I'm probably way behind the curve with this as this software has been around for years but I've only just started playing around with it the last few weeks and am feeling very proud of my first creation (synth / multi effects processor). The software is called Pure Data, there is a wikipedia site here which will tell you all the background you need to know regarding it.
It is free to download from the Pure Data site and is supported on Windows, Linux, Mac some OS's I've never heard of and there's even a version that works on PDA's.
Pd is described as "a real-time graphical programming environment for audio, video, and graphical processing".
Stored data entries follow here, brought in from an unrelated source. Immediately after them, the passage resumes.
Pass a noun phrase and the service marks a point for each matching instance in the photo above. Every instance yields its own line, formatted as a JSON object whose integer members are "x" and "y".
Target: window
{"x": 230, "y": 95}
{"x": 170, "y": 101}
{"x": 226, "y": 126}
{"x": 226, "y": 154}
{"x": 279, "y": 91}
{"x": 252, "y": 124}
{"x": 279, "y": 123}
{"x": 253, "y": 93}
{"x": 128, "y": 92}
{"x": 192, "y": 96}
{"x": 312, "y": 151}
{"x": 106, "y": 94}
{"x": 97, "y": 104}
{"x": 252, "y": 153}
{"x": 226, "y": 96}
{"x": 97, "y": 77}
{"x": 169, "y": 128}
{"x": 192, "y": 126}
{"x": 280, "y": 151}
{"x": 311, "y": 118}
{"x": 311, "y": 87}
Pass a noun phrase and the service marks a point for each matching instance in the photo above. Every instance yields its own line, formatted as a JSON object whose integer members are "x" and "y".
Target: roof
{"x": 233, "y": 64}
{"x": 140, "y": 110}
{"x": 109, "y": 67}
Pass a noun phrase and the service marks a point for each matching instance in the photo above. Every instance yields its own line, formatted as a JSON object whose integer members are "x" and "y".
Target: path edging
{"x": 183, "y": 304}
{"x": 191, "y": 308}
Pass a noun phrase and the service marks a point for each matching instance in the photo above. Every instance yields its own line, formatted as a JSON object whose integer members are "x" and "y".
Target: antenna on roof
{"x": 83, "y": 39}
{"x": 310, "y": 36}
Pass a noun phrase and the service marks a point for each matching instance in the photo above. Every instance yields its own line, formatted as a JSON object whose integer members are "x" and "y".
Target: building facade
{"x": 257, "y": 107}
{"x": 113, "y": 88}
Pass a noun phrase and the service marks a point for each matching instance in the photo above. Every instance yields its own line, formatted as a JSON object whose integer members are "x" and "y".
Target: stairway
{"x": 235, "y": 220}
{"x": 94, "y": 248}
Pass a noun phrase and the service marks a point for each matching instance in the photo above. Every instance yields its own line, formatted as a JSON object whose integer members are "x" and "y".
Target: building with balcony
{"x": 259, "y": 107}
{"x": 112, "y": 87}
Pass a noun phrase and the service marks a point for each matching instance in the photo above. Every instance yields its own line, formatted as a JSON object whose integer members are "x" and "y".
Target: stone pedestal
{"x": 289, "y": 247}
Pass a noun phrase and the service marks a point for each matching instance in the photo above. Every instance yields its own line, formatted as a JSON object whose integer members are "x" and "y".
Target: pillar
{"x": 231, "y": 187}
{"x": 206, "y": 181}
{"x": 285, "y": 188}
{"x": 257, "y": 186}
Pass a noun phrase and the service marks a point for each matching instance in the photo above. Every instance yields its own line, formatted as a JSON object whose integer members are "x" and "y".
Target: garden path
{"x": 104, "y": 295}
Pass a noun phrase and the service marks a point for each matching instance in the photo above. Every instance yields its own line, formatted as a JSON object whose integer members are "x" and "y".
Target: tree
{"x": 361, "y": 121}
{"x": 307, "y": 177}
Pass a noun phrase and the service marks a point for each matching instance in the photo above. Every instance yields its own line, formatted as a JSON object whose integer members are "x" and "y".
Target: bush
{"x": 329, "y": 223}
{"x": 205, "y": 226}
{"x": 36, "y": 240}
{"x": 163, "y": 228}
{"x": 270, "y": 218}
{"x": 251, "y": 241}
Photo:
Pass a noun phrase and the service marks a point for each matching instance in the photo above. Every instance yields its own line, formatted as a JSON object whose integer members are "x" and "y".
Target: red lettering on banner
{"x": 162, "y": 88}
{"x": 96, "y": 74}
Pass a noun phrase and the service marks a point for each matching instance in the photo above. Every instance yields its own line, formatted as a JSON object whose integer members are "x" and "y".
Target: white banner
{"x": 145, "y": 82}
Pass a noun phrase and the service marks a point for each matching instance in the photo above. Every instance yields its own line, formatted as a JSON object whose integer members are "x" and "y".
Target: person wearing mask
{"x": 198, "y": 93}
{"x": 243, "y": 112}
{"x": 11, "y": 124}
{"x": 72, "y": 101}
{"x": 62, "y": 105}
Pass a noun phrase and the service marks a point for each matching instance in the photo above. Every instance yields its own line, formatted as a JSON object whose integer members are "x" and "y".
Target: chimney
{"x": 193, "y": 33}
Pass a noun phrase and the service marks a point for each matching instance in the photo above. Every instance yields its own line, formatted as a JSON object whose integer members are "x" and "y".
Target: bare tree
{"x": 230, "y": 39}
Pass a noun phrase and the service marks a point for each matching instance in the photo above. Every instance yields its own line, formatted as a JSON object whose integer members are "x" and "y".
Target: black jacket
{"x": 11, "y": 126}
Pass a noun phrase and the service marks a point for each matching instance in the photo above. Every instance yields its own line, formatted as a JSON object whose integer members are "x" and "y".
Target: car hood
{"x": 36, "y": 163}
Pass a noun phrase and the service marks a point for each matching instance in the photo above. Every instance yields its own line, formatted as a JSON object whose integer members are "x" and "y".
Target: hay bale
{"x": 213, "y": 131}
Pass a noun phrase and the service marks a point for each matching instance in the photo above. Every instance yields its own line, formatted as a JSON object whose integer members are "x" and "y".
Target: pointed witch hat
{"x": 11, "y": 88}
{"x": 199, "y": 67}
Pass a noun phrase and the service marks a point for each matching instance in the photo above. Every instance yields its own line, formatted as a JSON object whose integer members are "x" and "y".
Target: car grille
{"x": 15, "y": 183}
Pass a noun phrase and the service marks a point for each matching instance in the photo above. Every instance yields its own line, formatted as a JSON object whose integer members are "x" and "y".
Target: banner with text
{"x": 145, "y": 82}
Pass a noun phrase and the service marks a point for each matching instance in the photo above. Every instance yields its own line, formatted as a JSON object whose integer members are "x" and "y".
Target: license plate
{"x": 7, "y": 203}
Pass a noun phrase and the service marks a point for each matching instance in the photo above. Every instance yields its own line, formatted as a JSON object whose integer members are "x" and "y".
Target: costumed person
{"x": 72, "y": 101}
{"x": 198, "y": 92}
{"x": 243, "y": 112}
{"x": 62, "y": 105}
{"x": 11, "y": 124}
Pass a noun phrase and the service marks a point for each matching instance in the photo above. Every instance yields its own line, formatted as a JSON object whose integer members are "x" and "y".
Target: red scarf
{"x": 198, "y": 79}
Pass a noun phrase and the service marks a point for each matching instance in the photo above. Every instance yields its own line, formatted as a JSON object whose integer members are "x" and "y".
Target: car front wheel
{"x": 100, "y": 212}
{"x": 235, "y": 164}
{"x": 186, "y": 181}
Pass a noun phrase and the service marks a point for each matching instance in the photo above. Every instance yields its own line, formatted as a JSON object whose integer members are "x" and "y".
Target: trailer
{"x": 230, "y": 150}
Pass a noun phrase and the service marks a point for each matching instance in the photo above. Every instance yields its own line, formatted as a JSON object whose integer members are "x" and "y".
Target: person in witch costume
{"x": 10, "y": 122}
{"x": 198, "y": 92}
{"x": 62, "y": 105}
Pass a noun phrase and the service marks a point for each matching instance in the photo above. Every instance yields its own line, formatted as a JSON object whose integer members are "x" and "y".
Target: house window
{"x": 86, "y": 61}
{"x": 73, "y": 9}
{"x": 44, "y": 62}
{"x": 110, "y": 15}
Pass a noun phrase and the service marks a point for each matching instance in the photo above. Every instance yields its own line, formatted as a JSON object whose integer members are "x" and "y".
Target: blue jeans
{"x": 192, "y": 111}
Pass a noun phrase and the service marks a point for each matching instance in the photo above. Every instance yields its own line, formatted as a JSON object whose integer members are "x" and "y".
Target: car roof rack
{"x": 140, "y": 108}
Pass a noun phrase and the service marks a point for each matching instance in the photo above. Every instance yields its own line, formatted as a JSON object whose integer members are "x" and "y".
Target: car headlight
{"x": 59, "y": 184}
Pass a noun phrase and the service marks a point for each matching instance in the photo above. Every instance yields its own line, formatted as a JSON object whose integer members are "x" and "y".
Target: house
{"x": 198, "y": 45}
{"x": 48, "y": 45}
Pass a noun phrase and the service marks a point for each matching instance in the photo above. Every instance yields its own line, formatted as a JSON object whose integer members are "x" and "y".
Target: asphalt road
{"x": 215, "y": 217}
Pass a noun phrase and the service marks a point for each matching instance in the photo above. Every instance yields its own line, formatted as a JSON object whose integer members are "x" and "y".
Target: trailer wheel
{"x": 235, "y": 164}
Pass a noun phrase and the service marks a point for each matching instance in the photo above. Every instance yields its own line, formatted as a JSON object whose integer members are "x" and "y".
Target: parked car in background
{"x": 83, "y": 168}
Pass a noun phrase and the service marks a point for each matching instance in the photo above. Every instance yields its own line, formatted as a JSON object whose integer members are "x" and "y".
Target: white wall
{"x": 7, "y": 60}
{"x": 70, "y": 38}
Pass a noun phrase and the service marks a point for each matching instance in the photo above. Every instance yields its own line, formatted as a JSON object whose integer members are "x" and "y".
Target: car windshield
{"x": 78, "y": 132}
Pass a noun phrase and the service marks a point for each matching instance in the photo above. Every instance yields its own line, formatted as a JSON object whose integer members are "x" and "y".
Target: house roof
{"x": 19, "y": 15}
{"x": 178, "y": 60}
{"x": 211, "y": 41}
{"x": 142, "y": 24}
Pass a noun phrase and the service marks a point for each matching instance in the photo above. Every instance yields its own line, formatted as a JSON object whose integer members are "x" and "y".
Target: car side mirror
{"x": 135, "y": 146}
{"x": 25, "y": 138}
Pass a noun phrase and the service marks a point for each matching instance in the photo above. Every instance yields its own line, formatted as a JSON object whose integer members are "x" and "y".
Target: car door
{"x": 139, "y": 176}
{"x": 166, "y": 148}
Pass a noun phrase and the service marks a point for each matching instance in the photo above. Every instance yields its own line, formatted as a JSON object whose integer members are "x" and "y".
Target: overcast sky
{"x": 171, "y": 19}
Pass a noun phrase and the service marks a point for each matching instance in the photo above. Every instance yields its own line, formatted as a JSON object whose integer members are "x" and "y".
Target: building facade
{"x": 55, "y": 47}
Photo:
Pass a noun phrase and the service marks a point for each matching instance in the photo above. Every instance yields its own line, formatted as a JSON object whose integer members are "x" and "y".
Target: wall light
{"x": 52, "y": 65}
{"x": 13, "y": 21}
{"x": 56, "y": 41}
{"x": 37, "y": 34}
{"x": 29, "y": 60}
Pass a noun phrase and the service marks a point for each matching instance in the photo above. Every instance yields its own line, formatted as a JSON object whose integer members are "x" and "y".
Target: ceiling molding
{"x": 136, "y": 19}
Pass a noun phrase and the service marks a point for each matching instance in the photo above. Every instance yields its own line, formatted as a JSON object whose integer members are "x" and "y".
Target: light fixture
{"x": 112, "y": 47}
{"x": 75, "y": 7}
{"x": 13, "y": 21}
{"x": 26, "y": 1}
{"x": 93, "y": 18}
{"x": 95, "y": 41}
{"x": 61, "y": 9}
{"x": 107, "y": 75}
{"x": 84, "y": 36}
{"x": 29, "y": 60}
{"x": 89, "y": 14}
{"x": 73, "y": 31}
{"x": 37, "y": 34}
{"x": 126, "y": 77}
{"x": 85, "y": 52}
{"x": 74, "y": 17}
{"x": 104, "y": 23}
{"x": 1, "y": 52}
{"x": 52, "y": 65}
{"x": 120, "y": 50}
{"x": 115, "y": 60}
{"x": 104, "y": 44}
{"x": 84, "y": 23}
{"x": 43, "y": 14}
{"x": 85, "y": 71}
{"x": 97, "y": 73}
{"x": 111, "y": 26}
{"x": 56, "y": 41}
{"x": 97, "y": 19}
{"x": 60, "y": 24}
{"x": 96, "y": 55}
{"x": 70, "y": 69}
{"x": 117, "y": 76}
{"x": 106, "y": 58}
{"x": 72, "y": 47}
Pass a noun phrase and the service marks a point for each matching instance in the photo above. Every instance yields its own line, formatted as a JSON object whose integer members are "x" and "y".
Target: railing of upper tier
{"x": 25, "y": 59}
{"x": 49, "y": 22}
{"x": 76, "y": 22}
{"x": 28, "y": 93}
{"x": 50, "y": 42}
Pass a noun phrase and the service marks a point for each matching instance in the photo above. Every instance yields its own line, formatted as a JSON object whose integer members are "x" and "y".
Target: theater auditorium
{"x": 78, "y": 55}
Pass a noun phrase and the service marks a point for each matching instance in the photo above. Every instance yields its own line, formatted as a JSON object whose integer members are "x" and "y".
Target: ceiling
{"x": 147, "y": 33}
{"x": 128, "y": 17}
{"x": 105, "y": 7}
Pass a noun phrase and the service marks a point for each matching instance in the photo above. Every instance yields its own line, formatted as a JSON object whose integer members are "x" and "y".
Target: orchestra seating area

Unless you are fairly computer literate or a programmer don't expect to get much out of it straight away. The best approach is to download a few simple patches created by others and play around with them for a while to get a feel for the GUI and then explore the examples that can be found in the help browser. Start by building an oscillator [osc~] then adding volume control [*~] and reverb using the freeverb [freeverb~] object. Using pd you can build virtually any sound or effect you can imagine there is even a [moog~] object that emulates a Moog resonance filter.
Pd can also be controlled using external midi devices and firmware can be downloaded which allows you to control pure data with the arduino micro-controller board so potentially you could build a reconfigurable personalized music machine with your computer creating the sounds.
There is also a very good forum called pure data hurleur, this community shares and develops objects and extensions for pd and offers advice and feedback to people getting started.
It is possible to play an instrument through your diy virtual effects processor using the adc object [adc~] if you have a line in on your computer or if you have one of those audio to USB converter thingys.
Cycling 74 the creators of Max/MSP which is a more evolved and expensive version of pure data have a free tool called Soundflower that allows you to connect audio packages together (Like jack but easier to use) so for example you could use Soundflower to record pd using Audacity.
Here you will find a cute little synth to play around with just download and install pd and open the file.
I haven't recorded anything yet but as soon as I do ill post it on this site.
Now if someone could just tell me how to emulate distortion of fuzz that would be great.